Passage Bio (NASDAQ: PASG) reported promising interim data for PBGM01 in GM1 gangliosidosis during the 19th Annual WORLDSymposium™, showing a biological effect in the first six patients. The company plans to expand the Imagine-1 study to include higher doses and expects initial safety data from Cohort 4 by mid-2023. Financial results highlighted a cash position of $189.6 million, sufficient to fund operations through the first half of 2025. The net loss for Q4 2022 stood at $27.1 million, while R&D expenses decreased to $17.7 million. The company anticipates key results from its upliFT-D trial in FTD by late 2023.
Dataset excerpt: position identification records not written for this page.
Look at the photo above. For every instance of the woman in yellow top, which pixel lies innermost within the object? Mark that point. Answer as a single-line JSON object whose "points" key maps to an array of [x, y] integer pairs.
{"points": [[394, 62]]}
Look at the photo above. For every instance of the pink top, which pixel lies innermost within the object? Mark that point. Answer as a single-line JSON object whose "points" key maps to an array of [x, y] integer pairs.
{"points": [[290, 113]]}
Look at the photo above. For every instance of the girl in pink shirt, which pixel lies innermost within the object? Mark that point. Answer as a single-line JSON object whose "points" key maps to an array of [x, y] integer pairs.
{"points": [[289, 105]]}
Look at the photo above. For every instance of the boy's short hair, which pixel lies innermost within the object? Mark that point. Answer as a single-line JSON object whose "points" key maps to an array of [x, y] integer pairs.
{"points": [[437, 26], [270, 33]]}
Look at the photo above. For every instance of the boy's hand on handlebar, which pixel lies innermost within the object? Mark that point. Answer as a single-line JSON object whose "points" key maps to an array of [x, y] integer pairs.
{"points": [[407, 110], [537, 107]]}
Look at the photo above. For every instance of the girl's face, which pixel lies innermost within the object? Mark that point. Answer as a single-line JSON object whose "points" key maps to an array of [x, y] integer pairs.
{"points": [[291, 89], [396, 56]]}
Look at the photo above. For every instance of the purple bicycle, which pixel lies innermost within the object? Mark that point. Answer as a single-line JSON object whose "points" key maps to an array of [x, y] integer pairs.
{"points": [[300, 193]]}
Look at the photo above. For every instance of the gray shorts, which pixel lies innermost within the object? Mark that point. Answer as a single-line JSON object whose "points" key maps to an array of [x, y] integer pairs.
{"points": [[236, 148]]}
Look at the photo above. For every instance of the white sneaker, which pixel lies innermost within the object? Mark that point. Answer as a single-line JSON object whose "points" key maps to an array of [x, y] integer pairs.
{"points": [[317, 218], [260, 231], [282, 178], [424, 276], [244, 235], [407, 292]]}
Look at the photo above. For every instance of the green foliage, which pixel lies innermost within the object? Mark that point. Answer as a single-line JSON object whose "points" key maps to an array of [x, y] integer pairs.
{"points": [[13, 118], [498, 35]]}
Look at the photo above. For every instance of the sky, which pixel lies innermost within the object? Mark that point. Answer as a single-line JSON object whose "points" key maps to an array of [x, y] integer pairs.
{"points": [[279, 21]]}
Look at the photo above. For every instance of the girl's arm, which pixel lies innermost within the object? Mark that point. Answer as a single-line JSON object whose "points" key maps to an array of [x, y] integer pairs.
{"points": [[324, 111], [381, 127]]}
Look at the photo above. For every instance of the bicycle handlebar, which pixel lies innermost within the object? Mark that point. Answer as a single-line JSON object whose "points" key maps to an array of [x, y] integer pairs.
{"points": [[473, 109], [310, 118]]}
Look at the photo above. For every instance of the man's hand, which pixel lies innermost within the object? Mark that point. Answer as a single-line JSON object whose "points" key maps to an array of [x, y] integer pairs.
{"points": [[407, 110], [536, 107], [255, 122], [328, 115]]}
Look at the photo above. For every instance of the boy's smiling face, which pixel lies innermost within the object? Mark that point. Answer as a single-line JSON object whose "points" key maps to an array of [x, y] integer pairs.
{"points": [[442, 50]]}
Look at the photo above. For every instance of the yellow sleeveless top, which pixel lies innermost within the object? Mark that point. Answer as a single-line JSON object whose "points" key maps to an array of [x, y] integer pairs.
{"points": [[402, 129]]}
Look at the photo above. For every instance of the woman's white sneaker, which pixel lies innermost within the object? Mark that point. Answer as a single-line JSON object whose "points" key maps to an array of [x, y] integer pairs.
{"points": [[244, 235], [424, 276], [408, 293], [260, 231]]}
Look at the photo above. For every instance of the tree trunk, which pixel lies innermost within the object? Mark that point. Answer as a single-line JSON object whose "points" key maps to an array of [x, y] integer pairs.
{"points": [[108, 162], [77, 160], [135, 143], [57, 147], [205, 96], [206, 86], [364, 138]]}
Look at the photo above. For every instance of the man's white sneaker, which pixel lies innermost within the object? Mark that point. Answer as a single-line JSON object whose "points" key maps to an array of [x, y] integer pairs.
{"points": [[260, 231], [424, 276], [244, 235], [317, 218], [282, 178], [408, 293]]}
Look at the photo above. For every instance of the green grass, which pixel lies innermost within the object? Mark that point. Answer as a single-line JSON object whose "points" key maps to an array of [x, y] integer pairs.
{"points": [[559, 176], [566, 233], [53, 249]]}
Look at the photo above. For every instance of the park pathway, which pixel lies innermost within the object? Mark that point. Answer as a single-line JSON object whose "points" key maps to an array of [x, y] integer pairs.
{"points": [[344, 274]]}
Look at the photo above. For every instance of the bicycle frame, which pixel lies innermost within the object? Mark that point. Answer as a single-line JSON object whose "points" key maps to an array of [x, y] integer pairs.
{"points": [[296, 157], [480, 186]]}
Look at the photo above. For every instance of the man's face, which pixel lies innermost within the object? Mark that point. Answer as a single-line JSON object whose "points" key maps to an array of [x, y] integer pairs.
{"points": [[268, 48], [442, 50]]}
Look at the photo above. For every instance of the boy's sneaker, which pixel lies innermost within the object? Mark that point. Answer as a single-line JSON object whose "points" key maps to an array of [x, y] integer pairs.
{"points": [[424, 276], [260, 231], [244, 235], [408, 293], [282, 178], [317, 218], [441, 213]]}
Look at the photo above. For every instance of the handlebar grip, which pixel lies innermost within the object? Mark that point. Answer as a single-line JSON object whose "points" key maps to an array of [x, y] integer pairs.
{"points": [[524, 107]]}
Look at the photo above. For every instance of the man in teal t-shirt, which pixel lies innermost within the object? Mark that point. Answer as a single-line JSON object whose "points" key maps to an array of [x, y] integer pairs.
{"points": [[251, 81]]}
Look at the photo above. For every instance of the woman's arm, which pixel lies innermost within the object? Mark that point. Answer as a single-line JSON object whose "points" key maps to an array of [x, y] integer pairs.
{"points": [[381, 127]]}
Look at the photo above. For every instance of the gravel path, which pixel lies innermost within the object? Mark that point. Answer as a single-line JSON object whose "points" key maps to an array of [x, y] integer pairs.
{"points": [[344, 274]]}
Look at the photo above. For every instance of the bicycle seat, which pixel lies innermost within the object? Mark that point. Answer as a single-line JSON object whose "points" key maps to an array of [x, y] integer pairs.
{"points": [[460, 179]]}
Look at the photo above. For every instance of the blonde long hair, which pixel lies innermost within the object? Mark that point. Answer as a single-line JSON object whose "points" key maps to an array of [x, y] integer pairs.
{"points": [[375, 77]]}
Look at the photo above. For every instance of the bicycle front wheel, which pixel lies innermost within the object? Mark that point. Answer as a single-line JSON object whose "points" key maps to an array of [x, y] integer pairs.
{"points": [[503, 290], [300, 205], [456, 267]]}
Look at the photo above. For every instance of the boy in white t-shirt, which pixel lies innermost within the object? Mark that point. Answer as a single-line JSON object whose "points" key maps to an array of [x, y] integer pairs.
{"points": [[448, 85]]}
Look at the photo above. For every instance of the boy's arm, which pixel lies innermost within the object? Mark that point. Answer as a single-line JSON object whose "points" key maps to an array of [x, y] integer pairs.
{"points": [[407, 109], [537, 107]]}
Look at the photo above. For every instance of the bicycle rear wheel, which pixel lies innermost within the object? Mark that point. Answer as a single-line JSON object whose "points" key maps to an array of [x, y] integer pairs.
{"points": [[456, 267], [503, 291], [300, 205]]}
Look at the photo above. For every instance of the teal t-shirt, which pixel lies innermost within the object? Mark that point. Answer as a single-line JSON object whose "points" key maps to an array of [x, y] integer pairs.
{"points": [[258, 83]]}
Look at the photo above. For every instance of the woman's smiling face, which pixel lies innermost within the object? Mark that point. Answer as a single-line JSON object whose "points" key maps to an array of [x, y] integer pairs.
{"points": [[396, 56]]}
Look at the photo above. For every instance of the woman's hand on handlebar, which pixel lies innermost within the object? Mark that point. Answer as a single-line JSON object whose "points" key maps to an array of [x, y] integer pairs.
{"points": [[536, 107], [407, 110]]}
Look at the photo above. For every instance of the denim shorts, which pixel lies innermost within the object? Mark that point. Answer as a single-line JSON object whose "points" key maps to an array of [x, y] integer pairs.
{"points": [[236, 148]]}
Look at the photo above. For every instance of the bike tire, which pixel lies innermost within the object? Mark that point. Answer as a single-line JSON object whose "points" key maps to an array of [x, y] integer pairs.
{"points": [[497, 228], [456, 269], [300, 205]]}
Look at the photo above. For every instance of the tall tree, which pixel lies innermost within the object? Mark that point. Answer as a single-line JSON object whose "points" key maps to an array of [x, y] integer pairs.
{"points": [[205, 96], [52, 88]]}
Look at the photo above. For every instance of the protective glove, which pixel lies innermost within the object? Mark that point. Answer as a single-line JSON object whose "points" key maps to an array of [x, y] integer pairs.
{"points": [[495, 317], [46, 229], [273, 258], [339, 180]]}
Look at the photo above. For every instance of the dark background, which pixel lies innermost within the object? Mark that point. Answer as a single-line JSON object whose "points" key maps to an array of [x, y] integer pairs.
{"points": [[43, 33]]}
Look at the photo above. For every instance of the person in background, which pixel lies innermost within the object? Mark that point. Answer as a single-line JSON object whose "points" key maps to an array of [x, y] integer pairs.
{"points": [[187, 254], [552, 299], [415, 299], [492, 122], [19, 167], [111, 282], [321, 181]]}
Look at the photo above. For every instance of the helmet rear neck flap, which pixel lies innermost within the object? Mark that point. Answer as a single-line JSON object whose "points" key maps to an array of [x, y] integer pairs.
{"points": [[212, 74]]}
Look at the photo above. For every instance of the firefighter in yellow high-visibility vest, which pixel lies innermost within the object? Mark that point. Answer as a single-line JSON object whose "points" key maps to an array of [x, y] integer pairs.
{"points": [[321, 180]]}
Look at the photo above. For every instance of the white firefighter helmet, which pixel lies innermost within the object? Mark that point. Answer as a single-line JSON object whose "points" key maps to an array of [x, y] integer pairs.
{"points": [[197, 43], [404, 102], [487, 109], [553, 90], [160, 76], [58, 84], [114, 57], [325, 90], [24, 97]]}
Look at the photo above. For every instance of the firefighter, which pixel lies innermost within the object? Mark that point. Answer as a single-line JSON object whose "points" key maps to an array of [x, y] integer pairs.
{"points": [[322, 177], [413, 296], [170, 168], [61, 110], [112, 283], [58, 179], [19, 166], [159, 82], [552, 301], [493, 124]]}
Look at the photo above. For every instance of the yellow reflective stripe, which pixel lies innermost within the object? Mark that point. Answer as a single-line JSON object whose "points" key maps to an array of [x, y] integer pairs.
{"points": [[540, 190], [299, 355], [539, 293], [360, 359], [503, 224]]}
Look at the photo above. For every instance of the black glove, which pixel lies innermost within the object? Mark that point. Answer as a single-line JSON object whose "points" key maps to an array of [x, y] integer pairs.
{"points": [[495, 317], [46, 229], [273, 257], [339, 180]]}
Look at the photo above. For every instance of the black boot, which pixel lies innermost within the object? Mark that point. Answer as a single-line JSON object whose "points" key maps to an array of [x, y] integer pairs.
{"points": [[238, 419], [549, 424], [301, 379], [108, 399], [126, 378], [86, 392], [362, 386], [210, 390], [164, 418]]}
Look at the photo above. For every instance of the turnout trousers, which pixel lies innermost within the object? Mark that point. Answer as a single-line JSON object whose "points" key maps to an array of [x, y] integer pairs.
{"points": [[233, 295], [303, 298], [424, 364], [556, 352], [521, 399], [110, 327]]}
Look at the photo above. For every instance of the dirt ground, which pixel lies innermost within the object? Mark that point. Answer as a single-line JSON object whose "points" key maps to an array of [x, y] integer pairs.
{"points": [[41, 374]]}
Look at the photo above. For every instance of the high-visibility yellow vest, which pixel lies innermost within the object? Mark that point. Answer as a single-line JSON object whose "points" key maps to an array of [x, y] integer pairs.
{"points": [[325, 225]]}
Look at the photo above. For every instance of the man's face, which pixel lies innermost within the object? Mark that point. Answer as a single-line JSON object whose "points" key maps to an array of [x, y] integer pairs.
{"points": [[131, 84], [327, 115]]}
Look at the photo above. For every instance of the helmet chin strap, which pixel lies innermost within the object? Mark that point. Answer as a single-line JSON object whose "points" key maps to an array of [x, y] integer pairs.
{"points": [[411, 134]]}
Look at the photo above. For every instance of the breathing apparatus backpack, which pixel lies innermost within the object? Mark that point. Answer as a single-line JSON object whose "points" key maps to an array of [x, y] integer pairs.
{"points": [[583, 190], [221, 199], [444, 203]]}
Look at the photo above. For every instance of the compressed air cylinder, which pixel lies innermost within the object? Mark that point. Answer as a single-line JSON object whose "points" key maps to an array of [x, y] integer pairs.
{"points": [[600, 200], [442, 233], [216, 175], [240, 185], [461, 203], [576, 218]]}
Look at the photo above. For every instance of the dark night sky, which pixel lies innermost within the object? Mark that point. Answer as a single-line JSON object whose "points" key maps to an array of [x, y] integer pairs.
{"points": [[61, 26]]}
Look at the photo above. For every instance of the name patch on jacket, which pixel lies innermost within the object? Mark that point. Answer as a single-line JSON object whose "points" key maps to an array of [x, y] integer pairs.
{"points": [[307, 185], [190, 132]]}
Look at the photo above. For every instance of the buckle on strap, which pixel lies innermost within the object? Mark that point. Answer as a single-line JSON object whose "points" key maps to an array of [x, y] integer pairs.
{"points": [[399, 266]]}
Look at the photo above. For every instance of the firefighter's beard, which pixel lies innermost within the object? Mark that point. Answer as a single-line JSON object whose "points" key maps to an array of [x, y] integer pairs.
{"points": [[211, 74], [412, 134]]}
Passage Bio, a clinical-stage genetic medicines company (Nasdaq: PASG), announces the opening of its Tachi Yamada Scholarship program for rising juniors majoring in life sciences at Pennsylvania colleges. The $10,000 scholarship, awarded annually, aims to support students committed to careers in life sciences. Applications are due by April 1, 2023, for the initial award in fall 2023. The scholarship honors the legacy of Dr. Tachi Yamada, co-founder and former chairman of the board, who championed mentorship in the field. The selected scholar will also receive mentorship opportunities over two years for professional development.
Passage Bio, Inc. (NASDAQ: PASG), a clinical-stage genetic medicines company, announced CEO William Chou will participate in a corporate panel at the Cowen 43rd Annual Health Care Conference on March 7, 2023, at 10:30 a.m. ET in Boston, MA. This event will focus on therapies for central nervous system disorders. A live webcast will be accessible on Passage Bio's website, with a replay available for 30 days post-event. The company is advancing treatments for CNS diseases, including GM1 gangliosidosis and frontotemporal dementia, leveraging a collaboration with the University of Pennsylvania's Gene Therapy Program.